2被告董冠利向李某詐取財之犯行部分,係其整個利用職務
機會詐取財物罪犯行之一部分,並非另犯刑法第339條第1項之詐欺取財罪。檢察官於本院更二審98年10月20日準備程序中當庭表明:被告詐騙對象應該包括智慧財產局及檢舉人二者等語 (見本院更二審卷第160頁),認被告董冠利該部分犯行,係另犯刑法第339條第1項詐欺取財罪,尚有未洽,併此敘明。
(三)爰審酌被告董冠利為從事司法偵查犯罪之公務員,原應戮力從公,誠實清廉從事公務,不得貪圖不法利益,竟利用職務上之機會詐取財物,破壞國家公務員形象,及犯罪後始終否認犯行之態度等一切情狀,量處被告董冠利有期徒刑七年六月,並依貪污治罪條例第17條 、刑法第37條第2項之規定,宣告褫奪公權四年,以資懲儆。至公訴意旨雖以被告董冠利犯後對於明確之犯罪事實,不能坦承犯行,對檢察官鼓勵其檢舉共犯及同意其適用證人保護法之善意,充耳未聞,犯罪後態度不佳,請求就被告董冠利部分量處有期徒刑十二年,併科罰金新台幣一百萬元,並宣告褫奪公權五年云云。惟審酌被告董冠利於本件所為犯行之情節及所得等情況,認量處上述之刑,應已足資警惕,附此敘明。
(四)1又依貪污治罪條例第10條第1、3項規定,犯第4條至第6條
之罪者,其所得財物,應予追繳,並依其情節分別沒收或發還被害人。前二項財物之全部或一部無法追繳時,應追徵其價額,或以其財產抵償之。再依經濟部智慧財產局96年10月15日智國企字第09600088150號函釋 :「依『經濟部鼓勵檢舉盜版先碟梨造工廠給獎實施方案』第八點之㈠規定,獎金之給與,如發現有詐領情事,除依法追究外,並追繳其已領之獎金。」(見本院上訴卷第146頁)。從而,被告董冠利利用職務機會詐得之財物即犯罪所得851,877元應予追繳,其中677,877元發還經濟部智慧財產局,其中174,000發還檢舉人李某,如全部或一部無法追繳時,以其財產抵償之。

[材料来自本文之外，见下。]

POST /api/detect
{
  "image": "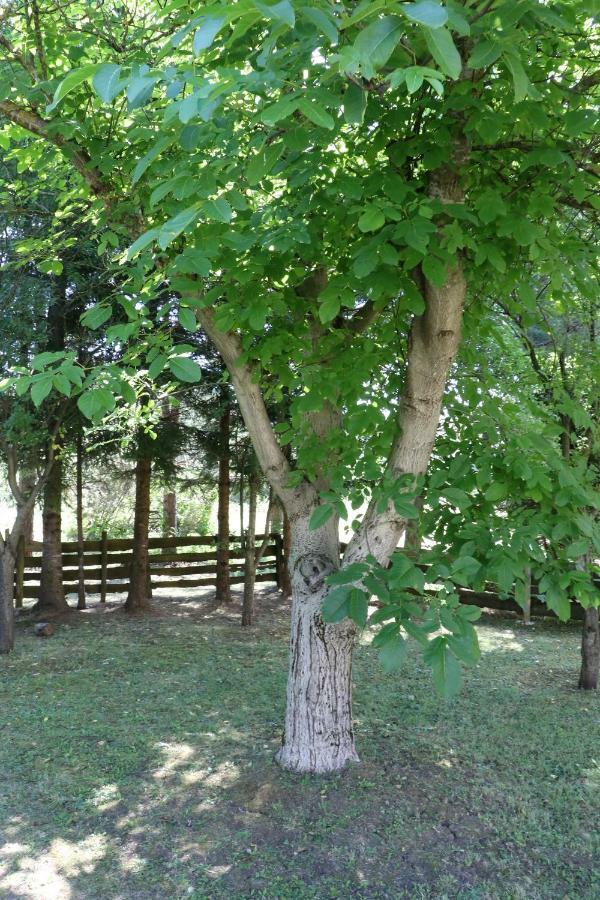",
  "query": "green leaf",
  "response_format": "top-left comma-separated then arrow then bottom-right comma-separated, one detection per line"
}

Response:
81,303 -> 112,331
157,203 -> 200,250
483,481 -> 508,503
175,247 -> 212,278
77,388 -> 115,422
46,63 -> 102,113
192,16 -> 226,56
400,0 -> 448,28
31,375 -> 52,407
344,81 -> 367,125
421,254 -> 448,287
169,356 -> 202,384
502,53 -> 531,103
148,353 -> 167,379
131,137 -> 173,184
425,28 -> 462,80
127,228 -> 159,260
254,0 -> 296,28
177,306 -> 198,332
52,372 -> 71,397
423,637 -> 461,700
358,204 -> 385,232
308,503 -> 333,531
92,63 -> 121,103
298,99 -> 335,129
467,41 -> 502,69
127,75 -> 159,109
405,66 -> 425,94
202,197 -> 233,224
260,97 -> 298,125
246,141 -> 283,187
319,293 -> 341,325
300,6 -> 338,44
321,585 -> 353,624
354,16 -> 404,77
379,634 -> 407,672
348,588 -> 369,628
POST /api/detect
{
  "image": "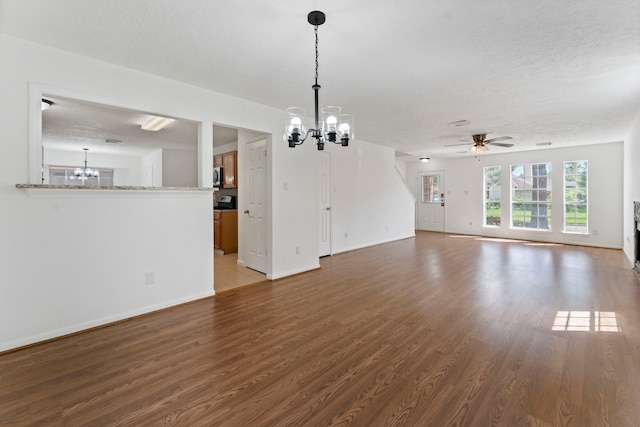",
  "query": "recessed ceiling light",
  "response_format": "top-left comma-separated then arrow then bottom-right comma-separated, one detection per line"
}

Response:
449,120 -> 471,127
141,116 -> 175,132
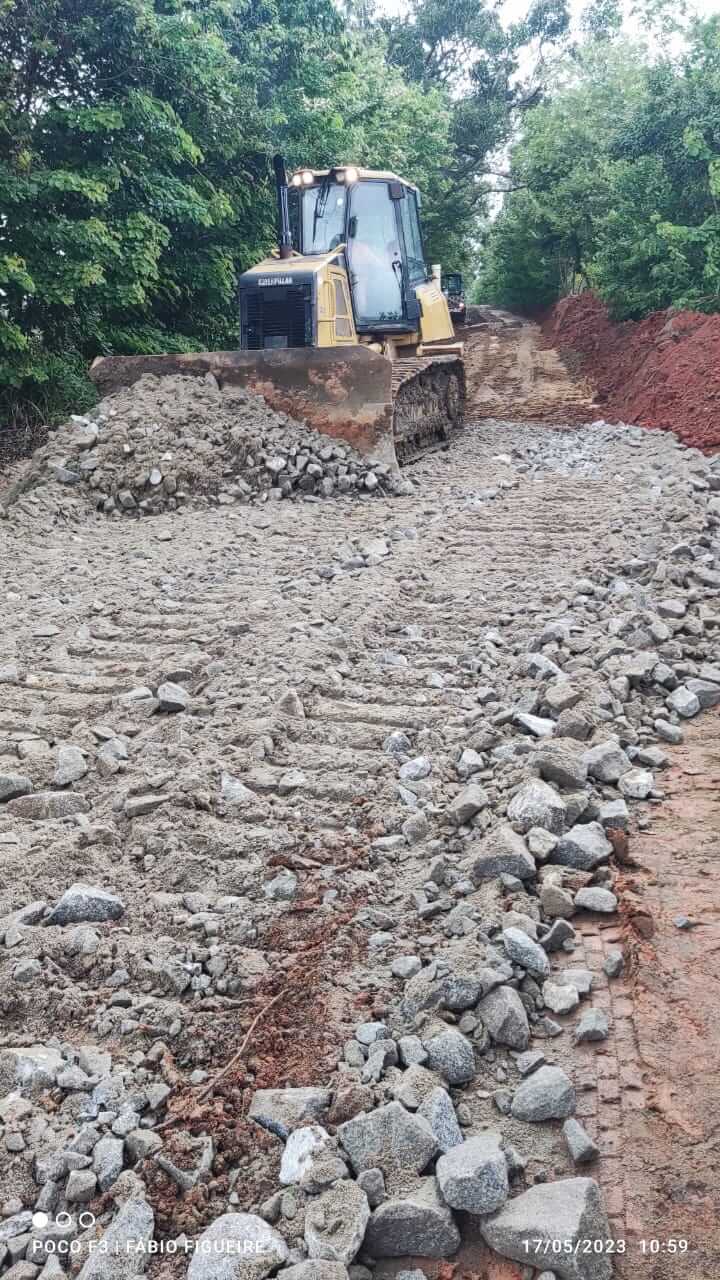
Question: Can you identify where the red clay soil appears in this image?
[542,292,720,449]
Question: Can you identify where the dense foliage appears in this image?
[478,18,720,319]
[0,0,566,435]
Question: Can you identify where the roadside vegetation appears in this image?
[475,14,720,320]
[0,0,720,435]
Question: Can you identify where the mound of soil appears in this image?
[542,292,720,451]
[0,374,398,517]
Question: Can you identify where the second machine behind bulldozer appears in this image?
[91,156,465,467]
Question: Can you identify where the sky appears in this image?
[378,0,720,33]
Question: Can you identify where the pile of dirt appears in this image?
[2,374,398,516]
[543,292,720,449]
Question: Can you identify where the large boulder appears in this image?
[583,741,630,782]
[187,1213,290,1280]
[305,1179,370,1265]
[548,822,612,872]
[478,987,530,1051]
[480,1178,612,1280]
[507,778,565,836]
[45,883,126,924]
[502,928,550,978]
[418,1088,462,1152]
[247,1088,331,1139]
[436,1133,509,1213]
[511,1066,575,1124]
[465,822,536,884]
[364,1178,460,1258]
[337,1102,438,1175]
[78,1197,154,1280]
[534,737,588,791]
[423,1027,475,1084]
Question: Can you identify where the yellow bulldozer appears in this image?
[91,156,465,468]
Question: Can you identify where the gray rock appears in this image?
[575,886,618,915]
[92,1134,124,1192]
[397,1036,428,1066]
[514,712,555,737]
[305,1179,370,1265]
[53,746,87,787]
[515,1048,544,1075]
[602,947,625,978]
[480,1178,612,1280]
[365,1178,460,1258]
[436,1133,509,1213]
[355,1023,388,1044]
[534,737,588,790]
[123,787,169,818]
[45,883,126,924]
[423,1027,475,1084]
[397,755,433,782]
[278,1258,348,1280]
[542,982,580,1014]
[618,769,655,800]
[562,1116,600,1165]
[187,1213,290,1280]
[507,778,565,836]
[502,928,550,978]
[124,1129,163,1164]
[158,680,190,712]
[653,719,684,746]
[247,1088,331,1139]
[542,919,575,955]
[418,1088,462,1152]
[279,1124,329,1187]
[391,1064,441,1111]
[465,823,536,884]
[447,782,488,827]
[541,881,575,920]
[665,685,700,719]
[6,791,90,822]
[550,822,604,872]
[0,1044,65,1093]
[511,1066,575,1124]
[391,956,423,982]
[0,773,32,804]
[573,1009,610,1044]
[65,1169,97,1204]
[583,741,630,782]
[597,796,630,831]
[357,1169,387,1208]
[478,987,530,1050]
[337,1102,438,1178]
[78,1198,153,1280]
[557,968,593,996]
[527,827,557,863]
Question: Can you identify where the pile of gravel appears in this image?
[5,374,404,516]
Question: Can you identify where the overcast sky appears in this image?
[378,0,720,31]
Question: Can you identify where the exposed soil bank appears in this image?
[542,293,720,449]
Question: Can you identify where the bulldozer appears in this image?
[441,271,468,324]
[91,155,465,471]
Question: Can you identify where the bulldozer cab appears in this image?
[288,166,428,334]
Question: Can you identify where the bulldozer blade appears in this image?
[90,347,397,471]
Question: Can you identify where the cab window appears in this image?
[397,188,427,284]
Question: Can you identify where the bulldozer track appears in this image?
[392,356,465,466]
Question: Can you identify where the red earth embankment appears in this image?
[542,293,720,449]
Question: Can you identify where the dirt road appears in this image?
[458,312,601,425]
[0,326,720,1280]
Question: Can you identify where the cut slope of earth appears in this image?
[543,293,720,449]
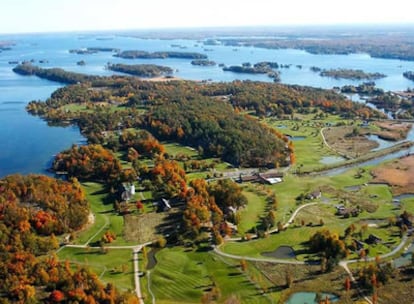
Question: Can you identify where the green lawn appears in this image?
[58,247,134,290]
[146,247,269,303]
[237,191,266,235]
[161,142,198,158]
[75,182,136,245]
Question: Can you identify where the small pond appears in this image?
[319,156,345,165]
[367,134,397,151]
[393,243,414,268]
[262,246,296,259]
[285,292,339,304]
[288,136,306,141]
[394,193,414,201]
[147,248,159,270]
[344,185,361,192]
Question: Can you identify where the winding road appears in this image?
[214,202,408,304]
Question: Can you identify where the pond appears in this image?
[147,248,159,270]
[344,185,361,192]
[393,243,414,268]
[367,134,397,151]
[262,246,296,259]
[286,135,306,141]
[319,156,345,165]
[285,292,339,304]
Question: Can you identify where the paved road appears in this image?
[214,198,408,304]
[132,245,144,304]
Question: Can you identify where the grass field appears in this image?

2檢舉人李某實際所領取之36萬元,與被告所詐得之財物無
涉,無論該36萬元李某如何處理,皆與被告董冠利應予追繳發還被害人之金額之計算無關。又給獎實施方案僅適用檢舉人,並不適用執行人員,再依經濟部查禁仿冒商品案件給獎要點第4條之規定 ,其核發給執行人員及檢舉人之「執行人員獎金」及「檢舉人獎金」,係各別核發,最高法院發回意旨雖指明應查明被告董冠利所能獲得之獎金(最高法院100年台上字第536號判決第5頁即發回意旨(二)參照),然被告董冠利係向智慧財產局詐取檢舉人獎金,與其自身所能獲得之「執行人員獎金」無涉,無論被告董冠利所能獲得之獎金有多少,皆與被告董冠利本件所詐得之「檢舉人獎金」有多少無關,當然亦與其應於追繳發還之金額之計算無關,併此敘明。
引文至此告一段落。